Didn’t mean to make the post this long. Do any of you guys have any advice? Anybody been here before? What decision did you make and was it a good one? Thanks for the help, I know it was a lot to read.
 

Thedoctor

Tribal Elder
Tribal Elder
Joined
Jun 13, 2013
Messages
512
B.O.P.,

I'd recommend checking out this article on abundance:

https://www.girlschase.com/content/absolute-abundance

And if you do decide to end it with your girl:

https://www.girlschase.com/content/how-break-girl

It sounds like you're happy with your girl except for two things:

1) You want to party / have sex with other women
2) She lacks Independence / confidence

Here are my thoughts:

1) Sometimes the urge to have something new is over-powering. If you really want to meet and sleep with new girls, then it's time to end it. The longer you prolong it, the messier it can get and the more likely you are to just end up cheating.

2) Girls tend to get more submissive around dominant men. She's expecting you to lead. And, generally, the types of girls in LTR's aren't the wild and dangerous types (Although there's always exceptions).

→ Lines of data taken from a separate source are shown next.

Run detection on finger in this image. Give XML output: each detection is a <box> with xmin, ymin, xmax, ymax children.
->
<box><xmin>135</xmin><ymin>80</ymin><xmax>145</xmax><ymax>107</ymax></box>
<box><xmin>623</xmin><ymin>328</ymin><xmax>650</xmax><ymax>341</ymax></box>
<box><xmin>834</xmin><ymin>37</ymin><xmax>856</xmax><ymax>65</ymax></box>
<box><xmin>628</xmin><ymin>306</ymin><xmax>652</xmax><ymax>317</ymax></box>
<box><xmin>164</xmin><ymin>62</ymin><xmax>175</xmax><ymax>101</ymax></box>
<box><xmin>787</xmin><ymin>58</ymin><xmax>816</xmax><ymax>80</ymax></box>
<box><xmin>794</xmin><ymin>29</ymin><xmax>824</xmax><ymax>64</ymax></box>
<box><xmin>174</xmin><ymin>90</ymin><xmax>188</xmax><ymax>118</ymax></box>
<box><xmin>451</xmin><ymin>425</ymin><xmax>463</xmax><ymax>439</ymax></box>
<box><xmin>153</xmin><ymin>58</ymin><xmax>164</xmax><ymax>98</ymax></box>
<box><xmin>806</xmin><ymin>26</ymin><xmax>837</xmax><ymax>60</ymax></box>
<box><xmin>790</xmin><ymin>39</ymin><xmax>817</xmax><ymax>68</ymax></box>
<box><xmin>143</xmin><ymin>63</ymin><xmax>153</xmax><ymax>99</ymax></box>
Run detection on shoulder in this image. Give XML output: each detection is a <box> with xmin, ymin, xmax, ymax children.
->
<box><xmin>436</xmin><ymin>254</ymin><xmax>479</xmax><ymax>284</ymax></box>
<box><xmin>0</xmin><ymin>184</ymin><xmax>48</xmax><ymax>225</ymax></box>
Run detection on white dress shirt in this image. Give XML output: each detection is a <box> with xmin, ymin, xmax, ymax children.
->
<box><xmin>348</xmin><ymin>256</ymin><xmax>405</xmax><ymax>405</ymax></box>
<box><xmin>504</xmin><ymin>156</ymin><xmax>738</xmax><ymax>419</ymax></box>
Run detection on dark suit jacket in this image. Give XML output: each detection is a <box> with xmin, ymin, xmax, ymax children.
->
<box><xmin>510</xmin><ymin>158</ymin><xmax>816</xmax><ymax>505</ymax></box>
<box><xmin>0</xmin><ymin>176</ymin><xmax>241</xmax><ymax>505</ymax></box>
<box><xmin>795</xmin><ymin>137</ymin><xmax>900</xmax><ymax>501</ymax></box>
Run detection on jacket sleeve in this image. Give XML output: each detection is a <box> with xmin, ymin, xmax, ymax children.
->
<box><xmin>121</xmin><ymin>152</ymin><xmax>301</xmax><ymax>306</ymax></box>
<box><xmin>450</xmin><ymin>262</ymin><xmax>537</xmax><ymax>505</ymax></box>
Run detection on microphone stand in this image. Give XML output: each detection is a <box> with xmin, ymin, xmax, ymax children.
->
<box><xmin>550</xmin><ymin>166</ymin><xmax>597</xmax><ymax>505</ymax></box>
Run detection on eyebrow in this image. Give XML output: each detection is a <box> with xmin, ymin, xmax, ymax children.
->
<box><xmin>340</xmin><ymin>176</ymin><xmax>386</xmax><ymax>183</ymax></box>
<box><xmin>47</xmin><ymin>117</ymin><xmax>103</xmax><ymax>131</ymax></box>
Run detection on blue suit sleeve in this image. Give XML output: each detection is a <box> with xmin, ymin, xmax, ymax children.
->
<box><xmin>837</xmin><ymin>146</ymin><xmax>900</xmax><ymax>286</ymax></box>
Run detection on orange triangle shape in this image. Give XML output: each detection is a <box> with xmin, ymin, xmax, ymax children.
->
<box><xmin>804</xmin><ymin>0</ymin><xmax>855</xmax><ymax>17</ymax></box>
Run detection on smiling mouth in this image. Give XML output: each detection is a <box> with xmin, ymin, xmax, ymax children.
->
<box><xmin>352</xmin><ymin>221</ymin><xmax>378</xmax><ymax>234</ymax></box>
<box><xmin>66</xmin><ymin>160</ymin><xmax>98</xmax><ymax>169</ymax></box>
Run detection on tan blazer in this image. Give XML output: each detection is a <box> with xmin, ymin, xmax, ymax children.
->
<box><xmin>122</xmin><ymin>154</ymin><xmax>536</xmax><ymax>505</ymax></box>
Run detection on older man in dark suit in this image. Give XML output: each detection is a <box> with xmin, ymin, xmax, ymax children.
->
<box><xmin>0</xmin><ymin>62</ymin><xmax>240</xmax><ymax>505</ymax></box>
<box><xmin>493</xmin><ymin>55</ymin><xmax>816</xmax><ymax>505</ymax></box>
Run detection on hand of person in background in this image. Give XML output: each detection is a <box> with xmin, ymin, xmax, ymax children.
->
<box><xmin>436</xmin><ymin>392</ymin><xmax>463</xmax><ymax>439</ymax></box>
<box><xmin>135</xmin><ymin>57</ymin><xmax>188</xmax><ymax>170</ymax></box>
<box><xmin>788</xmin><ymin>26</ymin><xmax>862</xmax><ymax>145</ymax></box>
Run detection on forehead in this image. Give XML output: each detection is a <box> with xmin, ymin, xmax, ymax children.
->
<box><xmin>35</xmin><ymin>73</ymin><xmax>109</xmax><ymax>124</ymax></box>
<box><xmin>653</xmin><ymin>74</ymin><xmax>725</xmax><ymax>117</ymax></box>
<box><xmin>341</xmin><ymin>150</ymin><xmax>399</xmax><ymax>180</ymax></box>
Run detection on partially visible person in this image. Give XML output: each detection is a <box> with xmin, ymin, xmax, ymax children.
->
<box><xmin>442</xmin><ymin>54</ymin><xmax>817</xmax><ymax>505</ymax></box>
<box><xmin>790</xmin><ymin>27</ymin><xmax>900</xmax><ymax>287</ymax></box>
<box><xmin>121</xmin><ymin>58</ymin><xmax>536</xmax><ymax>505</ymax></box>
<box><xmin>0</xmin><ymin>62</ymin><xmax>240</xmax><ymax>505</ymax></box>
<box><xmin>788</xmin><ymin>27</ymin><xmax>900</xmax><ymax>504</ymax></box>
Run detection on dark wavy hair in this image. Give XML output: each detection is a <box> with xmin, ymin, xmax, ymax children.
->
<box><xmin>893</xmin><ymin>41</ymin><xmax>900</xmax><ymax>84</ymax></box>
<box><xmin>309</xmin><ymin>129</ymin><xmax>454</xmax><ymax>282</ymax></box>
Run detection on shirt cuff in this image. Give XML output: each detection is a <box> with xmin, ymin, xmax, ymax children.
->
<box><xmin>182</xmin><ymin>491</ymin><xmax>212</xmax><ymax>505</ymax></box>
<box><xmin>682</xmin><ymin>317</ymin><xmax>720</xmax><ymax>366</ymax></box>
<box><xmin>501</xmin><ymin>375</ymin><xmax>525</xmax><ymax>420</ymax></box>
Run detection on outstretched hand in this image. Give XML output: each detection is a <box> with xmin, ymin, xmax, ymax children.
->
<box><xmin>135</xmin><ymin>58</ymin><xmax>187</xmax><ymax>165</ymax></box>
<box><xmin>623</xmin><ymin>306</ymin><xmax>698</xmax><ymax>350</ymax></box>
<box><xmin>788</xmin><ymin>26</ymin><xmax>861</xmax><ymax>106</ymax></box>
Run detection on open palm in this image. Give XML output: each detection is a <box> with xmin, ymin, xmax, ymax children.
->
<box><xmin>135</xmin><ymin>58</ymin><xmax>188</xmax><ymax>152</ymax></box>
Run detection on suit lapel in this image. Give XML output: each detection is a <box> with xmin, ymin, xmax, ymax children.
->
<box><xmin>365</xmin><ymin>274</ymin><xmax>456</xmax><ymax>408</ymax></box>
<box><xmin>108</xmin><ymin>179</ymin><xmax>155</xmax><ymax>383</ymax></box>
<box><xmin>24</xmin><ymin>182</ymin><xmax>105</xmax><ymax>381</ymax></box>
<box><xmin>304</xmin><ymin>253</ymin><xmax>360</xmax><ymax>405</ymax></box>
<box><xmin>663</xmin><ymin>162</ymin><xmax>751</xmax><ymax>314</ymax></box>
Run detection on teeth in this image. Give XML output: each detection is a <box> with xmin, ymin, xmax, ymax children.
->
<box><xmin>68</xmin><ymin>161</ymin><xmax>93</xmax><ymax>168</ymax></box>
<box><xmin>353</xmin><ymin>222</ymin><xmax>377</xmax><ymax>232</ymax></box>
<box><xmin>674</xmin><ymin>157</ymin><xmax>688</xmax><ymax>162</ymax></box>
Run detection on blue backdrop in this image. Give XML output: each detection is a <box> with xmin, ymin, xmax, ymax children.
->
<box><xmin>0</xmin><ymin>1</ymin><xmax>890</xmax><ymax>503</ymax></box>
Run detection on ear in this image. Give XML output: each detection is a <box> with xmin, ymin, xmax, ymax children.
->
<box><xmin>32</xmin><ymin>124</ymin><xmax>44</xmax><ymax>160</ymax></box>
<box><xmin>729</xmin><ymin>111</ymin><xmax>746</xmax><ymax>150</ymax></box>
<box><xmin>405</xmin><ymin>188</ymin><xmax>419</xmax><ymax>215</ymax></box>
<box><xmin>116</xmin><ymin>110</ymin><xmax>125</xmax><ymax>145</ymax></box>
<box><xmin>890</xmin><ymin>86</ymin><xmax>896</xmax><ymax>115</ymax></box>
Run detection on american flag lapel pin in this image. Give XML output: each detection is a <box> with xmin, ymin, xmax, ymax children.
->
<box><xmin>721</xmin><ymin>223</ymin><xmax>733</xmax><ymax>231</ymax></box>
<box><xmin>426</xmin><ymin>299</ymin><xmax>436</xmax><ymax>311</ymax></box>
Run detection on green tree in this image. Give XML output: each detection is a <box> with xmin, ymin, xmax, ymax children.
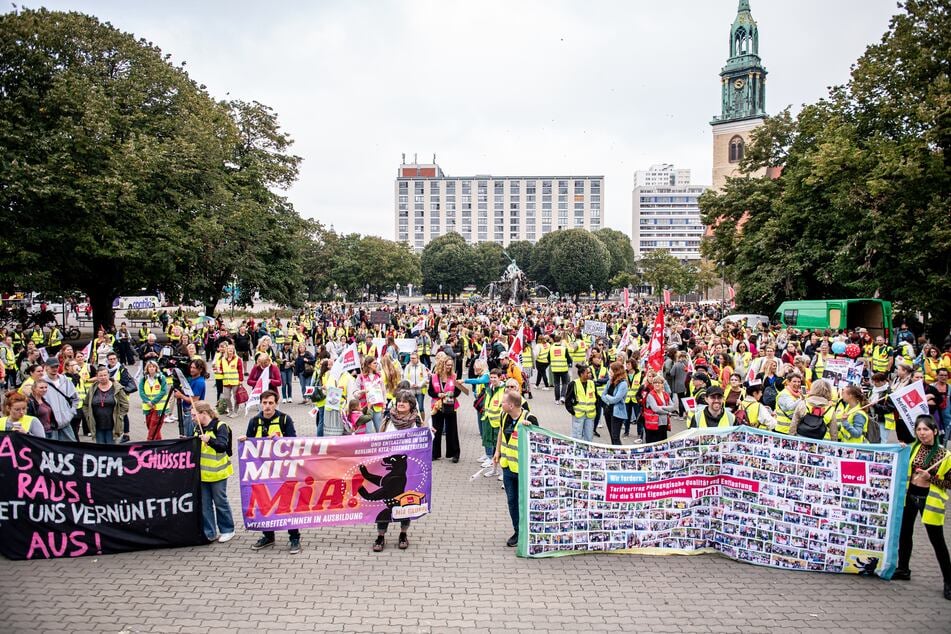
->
<box><xmin>638</xmin><ymin>250</ymin><xmax>690</xmax><ymax>298</ymax></box>
<box><xmin>356</xmin><ymin>236</ymin><xmax>421</xmax><ymax>299</ymax></box>
<box><xmin>0</xmin><ymin>9</ymin><xmax>229</xmax><ymax>330</ymax></box>
<box><xmin>701</xmin><ymin>0</ymin><xmax>951</xmax><ymax>336</ymax></box>
<box><xmin>420</xmin><ymin>232</ymin><xmax>471</xmax><ymax>299</ymax></box>
<box><xmin>549</xmin><ymin>229</ymin><xmax>610</xmax><ymax>299</ymax></box>
<box><xmin>471</xmin><ymin>241</ymin><xmax>506</xmax><ymax>290</ymax></box>
<box><xmin>594</xmin><ymin>228</ymin><xmax>636</xmax><ymax>279</ymax></box>
<box><xmin>609</xmin><ymin>271</ymin><xmax>641</xmax><ymax>290</ymax></box>
<box><xmin>528</xmin><ymin>230</ymin><xmax>562</xmax><ymax>290</ymax></box>
<box><xmin>694</xmin><ymin>260</ymin><xmax>721</xmax><ymax>300</ymax></box>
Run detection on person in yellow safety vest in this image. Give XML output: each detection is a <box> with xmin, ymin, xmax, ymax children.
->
<box><xmin>219</xmin><ymin>346</ymin><xmax>243</xmax><ymax>418</ymax></box>
<box><xmin>774</xmin><ymin>374</ymin><xmax>805</xmax><ymax>434</ymax></box>
<box><xmin>565</xmin><ymin>364</ymin><xmax>597</xmax><ymax>441</ymax></box>
<box><xmin>274</xmin><ymin>324</ymin><xmax>286</xmax><ymax>345</ymax></box>
<box><xmin>870</xmin><ymin>336</ymin><xmax>894</xmax><ymax>374</ymax></box>
<box><xmin>893</xmin><ymin>414</ymin><xmax>951</xmax><ymax>599</ymax></box>
<box><xmin>570</xmin><ymin>330</ymin><xmax>589</xmax><ymax>365</ymax></box>
<box><xmin>737</xmin><ymin>383</ymin><xmax>778</xmax><ymax>431</ymax></box>
<box><xmin>494</xmin><ymin>389</ymin><xmax>538</xmax><ymax>548</ymax></box>
<box><xmin>588</xmin><ymin>354</ymin><xmax>609</xmax><ymax>438</ymax></box>
<box><xmin>549</xmin><ymin>335</ymin><xmax>571</xmax><ymax>403</ymax></box>
<box><xmin>475</xmin><ymin>369</ymin><xmax>506</xmax><ymax>475</ymax></box>
<box><xmin>46</xmin><ymin>325</ymin><xmax>62</xmax><ymax>352</ymax></box>
<box><xmin>30</xmin><ymin>326</ymin><xmax>44</xmax><ymax>346</ymax></box>
<box><xmin>533</xmin><ymin>335</ymin><xmax>551</xmax><ymax>390</ymax></box>
<box><xmin>138</xmin><ymin>324</ymin><xmax>150</xmax><ymax>343</ymax></box>
<box><xmin>138</xmin><ymin>360</ymin><xmax>170</xmax><ymax>441</ymax></box>
<box><xmin>1</xmin><ymin>339</ymin><xmax>15</xmax><ymax>390</ymax></box>
<box><xmin>192</xmin><ymin>400</ymin><xmax>236</xmax><ymax>543</ymax></box>
<box><xmin>694</xmin><ymin>387</ymin><xmax>736</xmax><ymax>428</ymax></box>
<box><xmin>869</xmin><ymin>372</ymin><xmax>899</xmax><ymax>443</ymax></box>
<box><xmin>810</xmin><ymin>341</ymin><xmax>831</xmax><ymax>378</ymax></box>
<box><xmin>624</xmin><ymin>358</ymin><xmax>643</xmax><ymax>439</ymax></box>
<box><xmin>0</xmin><ymin>392</ymin><xmax>45</xmax><ymax>436</ymax></box>
<box><xmin>358</xmin><ymin>337</ymin><xmax>377</xmax><ymax>361</ymax></box>
<box><xmin>835</xmin><ymin>385</ymin><xmax>872</xmax><ymax>443</ymax></box>
<box><xmin>239</xmin><ymin>390</ymin><xmax>302</xmax><ymax>554</ymax></box>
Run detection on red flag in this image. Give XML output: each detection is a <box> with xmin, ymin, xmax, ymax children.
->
<box><xmin>647</xmin><ymin>306</ymin><xmax>665</xmax><ymax>372</ymax></box>
<box><xmin>507</xmin><ymin>327</ymin><xmax>524</xmax><ymax>364</ymax></box>
<box><xmin>662</xmin><ymin>289</ymin><xmax>671</xmax><ymax>305</ymax></box>
<box><xmin>623</xmin><ymin>287</ymin><xmax>630</xmax><ymax>309</ymax></box>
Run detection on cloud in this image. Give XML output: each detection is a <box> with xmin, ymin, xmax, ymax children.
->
<box><xmin>25</xmin><ymin>0</ymin><xmax>900</xmax><ymax>237</ymax></box>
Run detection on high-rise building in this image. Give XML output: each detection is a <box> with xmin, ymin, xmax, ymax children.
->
<box><xmin>710</xmin><ymin>0</ymin><xmax>768</xmax><ymax>190</ymax></box>
<box><xmin>631</xmin><ymin>164</ymin><xmax>707</xmax><ymax>261</ymax></box>
<box><xmin>395</xmin><ymin>156</ymin><xmax>604</xmax><ymax>250</ymax></box>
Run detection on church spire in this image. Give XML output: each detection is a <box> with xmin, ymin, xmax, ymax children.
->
<box><xmin>712</xmin><ymin>0</ymin><xmax>767</xmax><ymax>124</ymax></box>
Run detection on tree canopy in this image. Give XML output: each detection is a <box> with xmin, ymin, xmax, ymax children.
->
<box><xmin>700</xmin><ymin>0</ymin><xmax>951</xmax><ymax>336</ymax></box>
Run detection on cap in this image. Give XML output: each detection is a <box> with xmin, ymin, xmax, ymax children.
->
<box><xmin>44</xmin><ymin>356</ymin><xmax>60</xmax><ymax>367</ymax></box>
<box><xmin>707</xmin><ymin>386</ymin><xmax>724</xmax><ymax>398</ymax></box>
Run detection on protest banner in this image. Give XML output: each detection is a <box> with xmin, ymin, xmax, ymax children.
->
<box><xmin>395</xmin><ymin>338</ymin><xmax>418</xmax><ymax>353</ymax></box>
<box><xmin>239</xmin><ymin>427</ymin><xmax>432</xmax><ymax>531</ymax></box>
<box><xmin>582</xmin><ymin>320</ymin><xmax>607</xmax><ymax>338</ymax></box>
<box><xmin>889</xmin><ymin>380</ymin><xmax>929</xmax><ymax>434</ymax></box>
<box><xmin>0</xmin><ymin>436</ymin><xmax>204</xmax><ymax>560</ymax></box>
<box><xmin>518</xmin><ymin>426</ymin><xmax>908</xmax><ymax>579</ymax></box>
<box><xmin>822</xmin><ymin>359</ymin><xmax>852</xmax><ymax>387</ymax></box>
<box><xmin>370</xmin><ymin>310</ymin><xmax>390</xmax><ymax>325</ymax></box>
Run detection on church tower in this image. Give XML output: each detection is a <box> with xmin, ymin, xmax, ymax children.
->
<box><xmin>711</xmin><ymin>0</ymin><xmax>767</xmax><ymax>190</ymax></box>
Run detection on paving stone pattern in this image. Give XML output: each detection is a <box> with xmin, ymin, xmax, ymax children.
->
<box><xmin>2</xmin><ymin>378</ymin><xmax>949</xmax><ymax>633</ymax></box>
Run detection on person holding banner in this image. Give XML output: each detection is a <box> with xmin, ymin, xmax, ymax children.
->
<box><xmin>429</xmin><ymin>356</ymin><xmax>463</xmax><ymax>462</ymax></box>
<box><xmin>565</xmin><ymin>364</ymin><xmax>596</xmax><ymax>442</ymax></box>
<box><xmin>600</xmin><ymin>361</ymin><xmax>629</xmax><ymax>446</ymax></box>
<box><xmin>1</xmin><ymin>391</ymin><xmax>45</xmax><ymax>436</ymax></box>
<box><xmin>835</xmin><ymin>385</ymin><xmax>874</xmax><ymax>443</ymax></box>
<box><xmin>644</xmin><ymin>374</ymin><xmax>677</xmax><ymax>444</ymax></box>
<box><xmin>353</xmin><ymin>356</ymin><xmax>385</xmax><ymax>434</ymax></box>
<box><xmin>894</xmin><ymin>415</ymin><xmax>951</xmax><ymax>600</ymax></box>
<box><xmin>193</xmin><ymin>401</ymin><xmax>235</xmax><ymax>543</ymax></box>
<box><xmin>239</xmin><ymin>390</ymin><xmax>302</xmax><ymax>555</ymax></box>
<box><xmin>495</xmin><ymin>389</ymin><xmax>538</xmax><ymax>547</ymax></box>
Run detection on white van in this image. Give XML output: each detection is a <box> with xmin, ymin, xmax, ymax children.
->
<box><xmin>114</xmin><ymin>295</ymin><xmax>160</xmax><ymax>310</ymax></box>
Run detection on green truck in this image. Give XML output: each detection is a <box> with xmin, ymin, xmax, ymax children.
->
<box><xmin>773</xmin><ymin>298</ymin><xmax>893</xmax><ymax>340</ymax></box>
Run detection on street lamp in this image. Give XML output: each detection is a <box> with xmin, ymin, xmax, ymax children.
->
<box><xmin>395</xmin><ymin>283</ymin><xmax>400</xmax><ymax>304</ymax></box>
<box><xmin>439</xmin><ymin>284</ymin><xmax>443</xmax><ymax>302</ymax></box>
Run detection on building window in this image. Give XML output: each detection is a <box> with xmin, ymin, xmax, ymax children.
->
<box><xmin>729</xmin><ymin>136</ymin><xmax>744</xmax><ymax>163</ymax></box>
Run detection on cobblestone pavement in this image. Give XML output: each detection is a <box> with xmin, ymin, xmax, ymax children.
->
<box><xmin>2</xmin><ymin>372</ymin><xmax>950</xmax><ymax>633</ymax></box>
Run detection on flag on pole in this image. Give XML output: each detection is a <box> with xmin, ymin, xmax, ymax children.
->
<box><xmin>246</xmin><ymin>363</ymin><xmax>271</xmax><ymax>411</ymax></box>
<box><xmin>745</xmin><ymin>364</ymin><xmax>757</xmax><ymax>385</ymax></box>
<box><xmin>329</xmin><ymin>343</ymin><xmax>360</xmax><ymax>382</ymax></box>
<box><xmin>411</xmin><ymin>316</ymin><xmax>426</xmax><ymax>335</ymax></box>
<box><xmin>478</xmin><ymin>343</ymin><xmax>488</xmax><ymax>364</ymax></box>
<box><xmin>615</xmin><ymin>324</ymin><xmax>631</xmax><ymax>356</ymax></box>
<box><xmin>507</xmin><ymin>327</ymin><xmax>524</xmax><ymax>367</ymax></box>
<box><xmin>623</xmin><ymin>287</ymin><xmax>630</xmax><ymax>309</ymax></box>
<box><xmin>647</xmin><ymin>306</ymin><xmax>666</xmax><ymax>372</ymax></box>
<box><xmin>79</xmin><ymin>340</ymin><xmax>92</xmax><ymax>361</ymax></box>
<box><xmin>663</xmin><ymin>289</ymin><xmax>671</xmax><ymax>305</ymax></box>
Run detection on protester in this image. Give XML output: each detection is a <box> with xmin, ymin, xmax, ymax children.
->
<box><xmin>893</xmin><ymin>415</ymin><xmax>951</xmax><ymax>600</ymax></box>
<box><xmin>193</xmin><ymin>400</ymin><xmax>235</xmax><ymax>544</ymax></box>
<box><xmin>600</xmin><ymin>361</ymin><xmax>629</xmax><ymax>446</ymax></box>
<box><xmin>565</xmin><ymin>364</ymin><xmax>596</xmax><ymax>442</ymax></box>
<box><xmin>0</xmin><ymin>391</ymin><xmax>45</xmax><ymax>436</ymax></box>
<box><xmin>494</xmin><ymin>389</ymin><xmax>538</xmax><ymax>547</ymax></box>
<box><xmin>238</xmin><ymin>390</ymin><xmax>301</xmax><ymax>554</ymax></box>
<box><xmin>644</xmin><ymin>374</ymin><xmax>676</xmax><ymax>444</ymax></box>
<box><xmin>353</xmin><ymin>356</ymin><xmax>385</xmax><ymax>434</ymax></box>
<box><xmin>138</xmin><ymin>360</ymin><xmax>170</xmax><ymax>441</ymax></box>
<box><xmin>293</xmin><ymin>343</ymin><xmax>315</xmax><ymax>404</ymax></box>
<box><xmin>82</xmin><ymin>365</ymin><xmax>130</xmax><ymax>444</ymax></box>
<box><xmin>693</xmin><ymin>386</ymin><xmax>735</xmax><ymax>428</ymax></box>
<box><xmin>41</xmin><ymin>356</ymin><xmax>79</xmax><ymax>441</ymax></box>
<box><xmin>429</xmin><ymin>355</ymin><xmax>462</xmax><ymax>462</ymax></box>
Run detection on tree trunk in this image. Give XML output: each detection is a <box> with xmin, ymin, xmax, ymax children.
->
<box><xmin>204</xmin><ymin>302</ymin><xmax>218</xmax><ymax>318</ymax></box>
<box><xmin>89</xmin><ymin>288</ymin><xmax>117</xmax><ymax>334</ymax></box>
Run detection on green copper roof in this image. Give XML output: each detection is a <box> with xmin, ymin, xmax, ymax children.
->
<box><xmin>712</xmin><ymin>0</ymin><xmax>767</xmax><ymax>124</ymax></box>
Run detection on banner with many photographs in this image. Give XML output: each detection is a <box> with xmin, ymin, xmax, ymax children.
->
<box><xmin>518</xmin><ymin>426</ymin><xmax>909</xmax><ymax>579</ymax></box>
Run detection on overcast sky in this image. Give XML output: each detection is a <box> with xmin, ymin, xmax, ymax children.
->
<box><xmin>31</xmin><ymin>0</ymin><xmax>901</xmax><ymax>237</ymax></box>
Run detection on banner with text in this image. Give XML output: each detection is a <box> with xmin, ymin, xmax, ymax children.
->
<box><xmin>0</xmin><ymin>435</ymin><xmax>204</xmax><ymax>560</ymax></box>
<box><xmin>239</xmin><ymin>427</ymin><xmax>432</xmax><ymax>531</ymax></box>
<box><xmin>518</xmin><ymin>426</ymin><xmax>908</xmax><ymax>579</ymax></box>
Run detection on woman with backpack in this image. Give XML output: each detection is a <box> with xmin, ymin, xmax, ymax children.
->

Hope this helps you in making your decision.
-John
 
a good date brings a smile to your lips... and hers

daviddreamer

Tool-Bearing Hominid
Tool-Bearing Hominid
Joined
Jan 5, 2014
Messages
172
Original Poster,

We are all looking for different things in life. And if you really want the novelty of new girls then you should pursue. If you can't put your heart into her anymore then you should let her down easy. It sounds like she is a great woman and you don't want her to keep thinking that she did something wrong.
 

Richard

Tribal Elder
Tribal Elder
Joined
Mar 1, 2013
Messages
1,819
Prey,

Speaking from experience when you start to question the longevity of the relationship it's usually a sign that you're wanting to end it - the problem is it's your longest and you're invested.

A horrible horrible break up is what inspired me to become the man I am today and start picking up women. For a while with my girlfriend I felt like things weren't the same - I questioned the relationship but was so emotionally invested that I couldn't think straight and my emotions completely over-powered my logic and since then I've vowed to never feel out of control of my emotions.

If you're weighing your options on breaking up vs. not breaking up then please think things through clearly and don't let the "rose-colored spectacles" blind your vision.

Women are a dime a dozen and there are always lots more to find.

I don't advocate for sleeping with multiple women though - and I endorse monogamy so if this girl satisfies you and is someone you feel you deserve then I wouldn't end it because she's your perfect fit (but this doesn't seem to be the case).

Ask yourself what is most important to you in your life - and see if she fits in there --- then work out your pros and cons.

-Richard
 

Whizzy

Cro-Magnon Man
Cro-Magnon Man
Joined
Jan 8, 2013
Messages
676
I agree with Richard (surprise surprise lol) but just make sure that whatever you do, be decisive and steadfast in your decision.